Here’s a statistic I’ve just made up: 90% of designers polled will tell you that if a job they’ve worked on fails in research, the methodology was deeply flawed. However if it sails through with flying colours, then the research was brilliantly conducted. If you’ve read Grayson Perry’s brilliant ‘Playing to the gallery’ you will be familiar with the conceptual artists Komar and Melamid. Their ‘People’s Choice’ series consisted of the “most wanted” and “most unwanted” paintings of 11 countries. These were the result of professionally conducted research in these countries, to see what was wanted from art. Which the artists duly painted.
The result, as Komar noted, was not very inspiring art made to order; “We have been traveling to different countries, engaging in dull negotiations with representatives of polling companies, raising money for further polls, receiving more of less the same results, and painting more or less the same blue landscapes. Looking for freedom, we found slavery.” There’s an easy point to score here about one paradox of research. Why do we conduct it? Presumably because marketers want to give the people what they want. The issue is the results can often be lacklustre. And so ironically, nobody wants them. Evidence of this might be found in the rule of thumb is that nine out of ten new product launches fail, despite all the research done along the way.

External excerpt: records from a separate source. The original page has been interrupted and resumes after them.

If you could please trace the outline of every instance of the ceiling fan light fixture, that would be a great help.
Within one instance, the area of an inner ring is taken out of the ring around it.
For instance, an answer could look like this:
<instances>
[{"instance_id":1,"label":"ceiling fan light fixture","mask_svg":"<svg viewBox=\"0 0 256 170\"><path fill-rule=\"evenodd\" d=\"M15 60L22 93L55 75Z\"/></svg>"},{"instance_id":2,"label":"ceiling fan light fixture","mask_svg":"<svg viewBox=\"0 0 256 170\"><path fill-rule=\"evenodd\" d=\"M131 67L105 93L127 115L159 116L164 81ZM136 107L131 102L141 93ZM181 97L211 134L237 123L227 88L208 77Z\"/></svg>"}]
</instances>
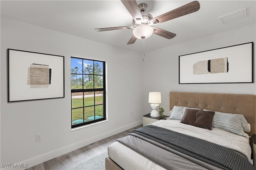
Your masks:
<instances>
[{"instance_id":1,"label":"ceiling fan light fixture","mask_svg":"<svg viewBox=\"0 0 256 170\"><path fill-rule=\"evenodd\" d=\"M154 31L150 26L142 25L133 29L132 33L135 37L139 39L144 39L150 37Z\"/></svg>"}]
</instances>

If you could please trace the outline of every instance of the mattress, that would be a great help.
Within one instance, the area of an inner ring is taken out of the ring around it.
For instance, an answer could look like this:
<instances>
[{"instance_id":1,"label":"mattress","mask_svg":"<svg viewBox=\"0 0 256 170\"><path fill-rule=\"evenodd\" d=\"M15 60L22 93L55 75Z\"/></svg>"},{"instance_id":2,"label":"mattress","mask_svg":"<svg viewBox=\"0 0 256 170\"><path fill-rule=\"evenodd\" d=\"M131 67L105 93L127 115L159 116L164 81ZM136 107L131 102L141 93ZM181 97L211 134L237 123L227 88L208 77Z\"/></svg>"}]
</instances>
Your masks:
<instances>
[{"instance_id":1,"label":"mattress","mask_svg":"<svg viewBox=\"0 0 256 170\"><path fill-rule=\"evenodd\" d=\"M151 125L223 146L242 153L250 160L251 150L248 138L218 128L210 131L180 122L177 120L161 120ZM124 169L164 169L118 142L111 144L108 151L111 159Z\"/></svg>"}]
</instances>

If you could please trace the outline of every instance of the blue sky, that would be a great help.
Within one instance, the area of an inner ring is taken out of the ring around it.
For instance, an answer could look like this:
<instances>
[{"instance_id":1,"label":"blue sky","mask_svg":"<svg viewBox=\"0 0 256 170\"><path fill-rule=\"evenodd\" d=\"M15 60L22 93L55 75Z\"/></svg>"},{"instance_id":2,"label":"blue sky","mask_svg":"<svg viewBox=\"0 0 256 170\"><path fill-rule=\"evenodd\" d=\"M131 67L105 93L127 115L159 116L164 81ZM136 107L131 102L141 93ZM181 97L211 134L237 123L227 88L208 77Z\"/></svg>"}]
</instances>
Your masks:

So what’s the solution? It would be an insult to the collective brainpower behind contemporary research to suggest one can improve things with a glib one liner. But perhaps it is the job of designers to fight. To keep on all the awkward edges and odd knobbly bits that research results tend to smooth off. Because at the end of the day it is by our differences that we are remembered, rather than by blending in seamlessly or appealing to the law of averages.